Perhaps most striking are the buildings designed by Itami Jun. These are the Podo Hotel, the Church of Sky and the three buildings that make up the Stone, Wind and Water Museum.
All the buildings are located in the Andeok-myeon area of Seogwipo.
Itami Jun was an award-winning Korean-Japanese architect who designed buildings throughout Korea and Japan. His work in Korea also including his projects on Jeju.
He won a number of top architecture awards including the Chevalier de l’Ordre des Arts et des Lettres, the Korea Architecture award and the Kim Woo-geun Prize. He passed away in 2011 at the age of 74.
In part due to the many projects he completed on the island, Itami Jun spent a lot of time on Jeju. He loved the natural environment and was especially attracted to the oreum, sea, and stones found on Jeju.
This appreciation can be seen in the way his designs use the island's natural features as part of his buildings.
According to Itami Jun’s daughter, Itami had a strong philosophy that he had to be humble towards nature.
He thought that his job as an architect was to bridge the gap between nature and humans and as such he had to accept and embrace the area’s regional features, shapes, colors and the environment when designing a building.
He thought that you can only make a building that becomes at one with nature through reading the landscape of the area where the building will be constructed and through finding out about the key features of the local land.
Many of Itami Jun’s buildings on Jeju contain parts of the local culture and environment in their design. For example, the Podo Hotel uses Garot, traditional Jeju cloth, as decoration on the walls. Meanwhile, the Stone, Wind and Water Museum are clearly inspired by the Jeju landscape.
By using these everyday materials, Itami Jun’s daughter said the buildings can help you see the beauty of everyday nature that you normally ignore in your everyday life.
As all Itami Jun’s buildings are relatively close to each other, it is possible to see all them all in one trip.
▲ Podo Hotel Photo by ITM Yoo Ehwa Architects Co.
The Podo Hotel is a hotel in the Andeok-myeon area of Seogwipo. Its architecture is notable in that when viewed from above it resembles a bunch of grapes (Podo is the Korean word for grape).
As well as this, its innovative design uses natural materials and Jeju products to create a truly unique experience. Most interestingly from a Jeju point of view is that the walls inside the hotel are covered in the material used to make Garot, traditional Jeju clothing.
The many windows and openings to the outside flood the building with natural light while the black stone floors and the mini stream that runs through the building remind you that despite being inside, you are never far from nature.
Church of Sky is also in the Andeok-Myeon area of Jeju. It is surrounded by stunning scenery and as such has a very peaceful atmosphere, suitable for a church.

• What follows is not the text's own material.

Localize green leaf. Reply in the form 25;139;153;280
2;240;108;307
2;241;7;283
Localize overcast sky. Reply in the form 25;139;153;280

As it is fairly high up, on a clear day you can get wonderful views of the sea, the mountains, and even Sanbangsan.
The main features of the building are the mirrored roof that almost blends into the sky, the wood walls, and the water the surrounds the church on all sides. These natural features of the building help it become at one with the environment of the surrounding area.
The inside of the church is simple, with the main sanctuary taking up a significant part of the building. From here you really notice the light that comes through the windows on all sides of the building.
These are actually three separate buildings, located in the closed Sangcheon-ri community of Andeok-myeon.
Unlike the other buildings on this list, these buildings have no practical function and they exist simply to be enjoyed as pieces of art/architecture.
Each building aims to reflect a part of Jeju’s natural landscape. Especially compelling is the water museum where its pool of shallow water stretches across the floor and acts as a canvas to paint whichever designs the sky wishes.
▲ The Wind Museum Photo by Sato Shinichi
In these buildings Itami’s designs allow the water, wind and stone to become the main talking point of the building, not the building itself. They bring attention to these everyday parts of our lives that we perhaps forget about most of the time.
▲ The Stone Museum Photo by Sato Shinichi
As these buildings are located in a closed community, you must book a tour to view them through the website.